Local density of states
Definition and meaning of Local density of states in chemistry.
Local density of states (LDOS) is the density of available electronic energy states at a specific point in space as a function of energy. It describes how many electron states exist at each energy level at that particular spatial position, in contrast to the total density of states, which is measured across an entire system.
In more detail
While total density of states characterizes energy levels throughout an entire material, LDOS varies with position and reveals local electronic structure at surfaces, defects, interfaces, and near specific atoms. LDOS is experimentally measured via scanning tunneling spectroscopy (STS), where a conducting tip measures the tunneling current as a function of applied voltage; the differential conductance (dI/dV) obtained from these measurements is proportional to the LDOS at the tip location at that energy. Theoretically, LDOS is calculated using density functional theory and other quantum mechanical methods. Understanding LDOS is crucial for predicting catalytic reactivity, electron binding strength, and electronic properties in nanomaterials and at surfaces.
Key facts
| Field | Physical Chemistry |
|---|---|
| Abbreviation | LDOS |
| Primary measurement technique | Scanning tunneling spectroscopy (STS) |
| Theoretical method | Density functional theory (DFT) |
In a catalyst surface such as platinum used in fuel cells, the LDOS near the active site is significantly enhanced compared to bulk regions, indicating stronger electron binding and helping explain why hydrogen dissociation preferentially occurs at that location.

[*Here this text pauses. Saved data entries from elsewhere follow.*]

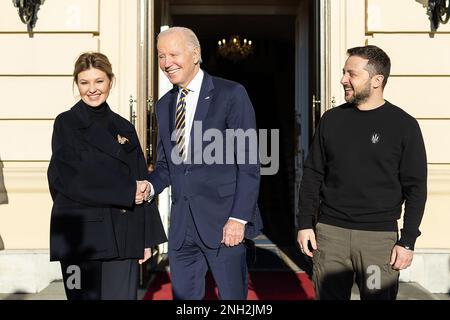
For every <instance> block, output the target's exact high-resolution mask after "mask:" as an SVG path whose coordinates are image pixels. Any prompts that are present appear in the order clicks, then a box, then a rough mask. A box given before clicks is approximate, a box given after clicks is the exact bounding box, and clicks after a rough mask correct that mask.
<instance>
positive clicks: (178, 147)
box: [175, 88, 189, 161]
mask: <svg viewBox="0 0 450 320" xmlns="http://www.w3.org/2000/svg"><path fill="white" fill-rule="evenodd" d="M188 93H189V90H188V89H186V88H183V89H182V90H181V94H180V99H179V100H178V103H177V112H176V114H175V129H176V137H177V147H178V153H179V155H180V157H181V158H182V159H183V161H185V160H186V156H187V150H186V144H185V141H186V140H185V137H184V135H185V127H186V96H187V94H188Z"/></svg>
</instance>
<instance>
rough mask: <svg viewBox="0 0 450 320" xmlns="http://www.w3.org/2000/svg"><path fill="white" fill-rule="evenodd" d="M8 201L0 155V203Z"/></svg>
mask: <svg viewBox="0 0 450 320" xmlns="http://www.w3.org/2000/svg"><path fill="white" fill-rule="evenodd" d="M7 203H8V193H7V192H6V188H5V179H4V178H3V161H2V158H1V157H0V205H1V204H7Z"/></svg>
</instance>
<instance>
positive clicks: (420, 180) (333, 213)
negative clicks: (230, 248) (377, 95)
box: [298, 101, 427, 249]
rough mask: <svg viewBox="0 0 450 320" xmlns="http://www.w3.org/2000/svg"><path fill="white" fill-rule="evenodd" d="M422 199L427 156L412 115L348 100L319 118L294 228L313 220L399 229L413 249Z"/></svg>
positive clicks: (344, 227) (357, 227)
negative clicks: (372, 109) (402, 220)
mask: <svg viewBox="0 0 450 320" xmlns="http://www.w3.org/2000/svg"><path fill="white" fill-rule="evenodd" d="M426 198H427V160H426V152H425V146H424V142H423V138H422V134H421V132H420V127H419V124H418V123H417V121H416V119H414V118H413V117H411V116H410V115H408V114H407V113H406V112H404V111H403V110H402V109H400V108H398V107H396V106H394V105H393V104H391V103H389V102H387V101H386V103H385V104H384V105H383V106H381V107H379V108H377V109H374V110H369V111H360V110H359V109H358V108H356V107H354V106H352V105H349V104H345V105H342V106H339V107H336V108H333V109H331V110H329V111H327V112H326V113H325V114H324V115H323V117H322V119H321V120H320V123H319V126H318V128H317V131H316V134H315V137H314V142H313V144H312V147H311V150H310V152H309V155H308V158H307V159H306V162H305V166H304V173H303V180H302V184H301V188H300V209H299V221H298V223H299V224H298V226H299V229H308V228H312V227H313V221H314V216H315V213H316V212H317V209H320V215H319V217H318V221H319V222H322V223H326V224H331V225H334V226H338V227H343V228H350V229H359V230H371V231H396V230H397V220H398V219H399V218H400V215H401V211H402V205H403V204H404V217H403V230H402V234H401V239H400V241H399V244H402V245H404V246H409V247H410V248H411V249H413V248H414V244H415V241H416V238H417V237H418V236H419V235H420V231H419V225H420V222H421V220H422V216H423V212H424V207H425V201H426Z"/></svg>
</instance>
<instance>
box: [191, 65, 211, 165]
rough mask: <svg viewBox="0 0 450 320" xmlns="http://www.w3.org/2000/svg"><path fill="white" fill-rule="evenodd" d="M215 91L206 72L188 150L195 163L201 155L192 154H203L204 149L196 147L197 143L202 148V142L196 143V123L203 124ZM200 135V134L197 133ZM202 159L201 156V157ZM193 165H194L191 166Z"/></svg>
mask: <svg viewBox="0 0 450 320" xmlns="http://www.w3.org/2000/svg"><path fill="white" fill-rule="evenodd" d="M213 89H214V85H213V82H212V78H211V76H210V75H209V74H208V73H206V72H205V71H204V76H203V81H202V86H201V89H200V93H199V96H198V102H197V107H196V108H195V114H194V121H193V122H192V128H191V132H190V135H189V136H190V138H189V141H190V142H189V148H188V157H190V158H191V160H192V161H194V158H195V157H198V156H199V155H198V154H196V155H193V154H192V153H193V152H194V153H198V152H199V151H200V152H201V150H202V149H199V150H197V149H198V147H196V146H195V143H196V142H197V143H200V147H201V146H202V141H201V140H200V141H195V139H194V138H195V136H194V133H195V122H196V121H200V122H203V121H204V120H205V118H206V116H207V114H208V110H209V107H210V105H211V102H212V101H213V100H214V99H213V98H214V96H213ZM197 134H198V133H197ZM200 134H201V135H202V136H203V132H200ZM200 157H201V155H200ZM191 165H192V164H191Z"/></svg>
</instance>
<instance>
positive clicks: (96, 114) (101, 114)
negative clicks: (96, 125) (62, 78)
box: [83, 102, 109, 128]
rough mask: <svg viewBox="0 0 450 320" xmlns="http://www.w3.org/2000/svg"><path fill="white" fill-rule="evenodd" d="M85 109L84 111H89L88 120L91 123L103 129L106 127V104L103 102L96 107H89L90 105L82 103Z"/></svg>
mask: <svg viewBox="0 0 450 320" xmlns="http://www.w3.org/2000/svg"><path fill="white" fill-rule="evenodd" d="M83 104H84V105H85V107H86V109H87V110H88V111H89V112H88V114H89V118H90V119H91V120H92V122H95V123H96V124H98V125H99V126H101V127H103V128H107V127H108V113H109V112H108V107H107V105H106V102H103V103H102V104H101V105H99V106H98V107H91V106H90V105H88V104H86V103H83Z"/></svg>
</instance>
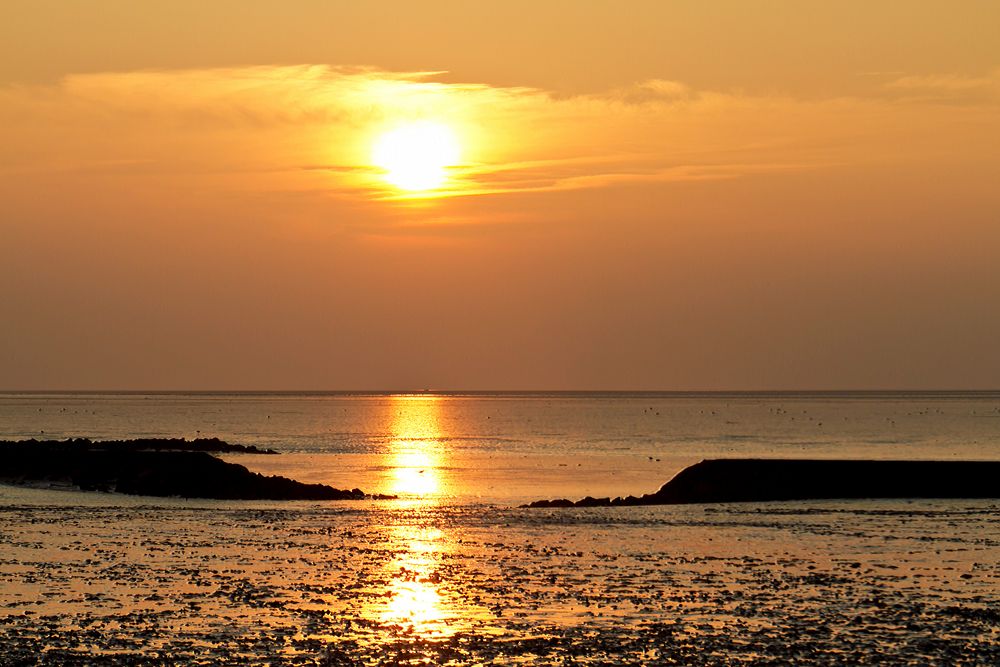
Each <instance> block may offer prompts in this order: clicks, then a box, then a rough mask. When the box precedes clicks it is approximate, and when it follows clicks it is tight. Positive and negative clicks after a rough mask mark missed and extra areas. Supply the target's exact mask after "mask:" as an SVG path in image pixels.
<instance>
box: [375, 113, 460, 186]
mask: <svg viewBox="0 0 1000 667" xmlns="http://www.w3.org/2000/svg"><path fill="white" fill-rule="evenodd" d="M459 154H460V151H459V148H458V140H457V139H456V138H455V134H454V133H453V132H452V131H451V129H449V128H448V127H447V126H446V125H442V124H441V123H434V122H431V121H418V122H414V123H408V124H406V125H403V126H401V127H398V128H396V129H394V130H390V131H388V132H386V133H385V134H383V135H382V136H380V137H379V138H378V141H376V142H375V147H374V149H373V150H372V163H373V164H374V165H375V166H376V167H378V168H380V169H382V170H383V171H384V172H385V180H386V181H388V182H389V183H391V184H392V185H394V186H396V187H397V188H400V189H401V190H409V191H414V192H419V191H423V190H433V189H436V188H439V187H441V186H442V185H444V183H445V181H447V180H448V167H451V166H454V165H456V164H458V159H459Z"/></svg>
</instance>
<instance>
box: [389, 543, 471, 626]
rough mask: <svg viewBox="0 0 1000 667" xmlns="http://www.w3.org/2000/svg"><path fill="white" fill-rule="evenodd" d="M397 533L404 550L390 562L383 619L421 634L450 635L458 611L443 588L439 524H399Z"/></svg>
mask: <svg viewBox="0 0 1000 667" xmlns="http://www.w3.org/2000/svg"><path fill="white" fill-rule="evenodd" d="M396 536H397V537H398V538H399V539H400V540H401V541H402V542H403V546H404V547H405V550H404V551H403V552H401V553H400V554H399V555H398V556H397V557H396V558H395V559H394V560H393V561H392V563H391V564H390V565H389V575H390V577H391V578H390V580H389V589H388V591H387V594H388V602H387V603H386V605H385V608H384V609H383V610H382V612H381V618H380V620H381V622H382V623H383V625H386V626H398V627H399V628H401V629H404V630H405V631H406V632H407V633H410V632H412V633H415V634H417V635H419V636H422V637H432V636H447V635H449V634H451V633H452V632H453V631H452V630H451V625H450V624H449V621H450V619H451V618H452V617H454V616H455V615H456V610H455V609H453V608H451V606H450V603H449V601H448V599H447V597H446V596H444V595H443V594H442V592H441V590H440V587H441V584H442V577H441V575H440V573H439V571H438V562H437V559H438V555H439V554H438V552H439V551H440V550H441V548H442V546H443V545H444V544H445V541H444V540H443V534H442V532H441V531H440V530H439V529H437V528H422V527H410V526H400V527H398V528H397V530H396Z"/></svg>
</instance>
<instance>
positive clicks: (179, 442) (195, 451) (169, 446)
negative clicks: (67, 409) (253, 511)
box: [0, 438, 278, 454]
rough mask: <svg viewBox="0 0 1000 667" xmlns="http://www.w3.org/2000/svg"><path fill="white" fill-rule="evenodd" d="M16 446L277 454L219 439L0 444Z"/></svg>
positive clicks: (105, 450) (125, 449)
mask: <svg viewBox="0 0 1000 667" xmlns="http://www.w3.org/2000/svg"><path fill="white" fill-rule="evenodd" d="M19 443H25V444H27V443H34V444H36V445H44V446H45V447H48V448H50V449H52V450H59V449H61V448H64V447H65V448H71V449H72V448H76V449H86V450H89V451H131V452H137V451H173V452H219V453H223V454H231V453H237V454H277V453H278V452H276V451H274V450H273V449H260V448H259V447H254V446H253V445H234V444H230V443H228V442H226V441H225V440H219V439H218V438H195V439H194V440H186V439H185V438H134V439H132V440H91V439H89V438H68V439H66V440H36V439H34V438H31V439H29V440H17V441H15V440H0V446H3V445H14V444H19Z"/></svg>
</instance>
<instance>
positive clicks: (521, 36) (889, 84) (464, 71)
mask: <svg viewBox="0 0 1000 667" xmlns="http://www.w3.org/2000/svg"><path fill="white" fill-rule="evenodd" d="M872 4H876V3H865V2H842V3H825V2H823V3H821V2H765V3H749V2H716V3H702V2H675V3H666V2H634V3H628V4H624V5H623V4H622V3H615V2H579V1H577V2H546V3H537V2H530V3H529V2H503V3H485V2H483V3H467V2H423V3H410V2H407V3H378V4H377V6H376V4H375V3H351V4H348V3H333V2H318V1H317V2H281V3H278V2H273V3H268V2H252V1H251V2H244V1H240V2H236V1H235V0H234V1H228V0H217V1H215V2H212V3H203V2H181V1H176V0H175V1H172V2H153V1H150V2H145V3H134V2H118V1H115V0H105V1H102V2H100V3H92V2H83V1H80V2H73V1H62V2H51V1H46V0H34V1H31V2H21V1H20V0H14V1H13V2H8V3H5V5H4V8H3V9H2V10H0V174H2V176H3V178H2V179H0V312H2V313H3V320H2V322H3V326H2V327H0V388H5V389H42V388H63V389H116V388H117V389H141V388H146V389H380V388H384V389H396V388H425V387H432V388H441V389H512V388H519V389H823V388H859V389H864V388H987V387H989V388H995V387H997V386H1000V351H998V350H1000V348H998V346H997V341H998V340H1000V308H998V307H997V304H1000V261H997V259H998V257H1000V187H997V182H998V181H1000V40H997V39H996V26H997V25H1000V5H998V4H997V3H995V2H965V3H961V4H959V5H955V4H954V3H947V2H940V3H938V2H921V3H902V2H900V3H877V6H875V7H872V6H870V5H872ZM355 5H358V6H355ZM538 5H540V6H538ZM413 122H424V123H435V124H438V125H440V126H444V127H447V128H449V129H450V131H451V132H453V133H454V136H455V137H456V138H457V140H458V143H459V145H460V147H461V158H460V160H459V162H458V163H457V164H454V165H452V166H450V167H449V168H448V175H449V177H448V180H447V183H446V184H445V185H443V186H442V187H441V188H440V189H437V190H433V191H430V192H424V193H416V194H417V198H415V199H414V198H411V197H413V194H414V193H406V192H402V191H400V190H399V189H398V188H396V187H394V186H393V185H392V184H391V183H390V182H387V180H386V178H385V174H383V173H382V172H381V171H380V169H379V168H378V167H377V166H375V165H373V159H372V152H373V150H374V146H375V145H376V144H377V143H378V141H379V138H380V137H382V136H384V134H385V133H386V132H387V131H390V130H392V129H393V128H397V127H406V126H407V124H408V123H413Z"/></svg>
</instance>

Frequently asked questions
How does LDOS differ from total density of states?
Density of states (DOS) is the total number of electron states at each energy across the entire material. LDOS specifies how many states exist at a particular spatial location and energy, revealing spatial variations in electronic structure.
Why is LDOS important for understanding materials?
LDOS determines local reactivity, electron binding strength, and electronic properties at specific atomic sites, defects, and surfaces. This makes it essential for understanding catalysis, surface chemistry, and predicting the behavior of nanomaterials.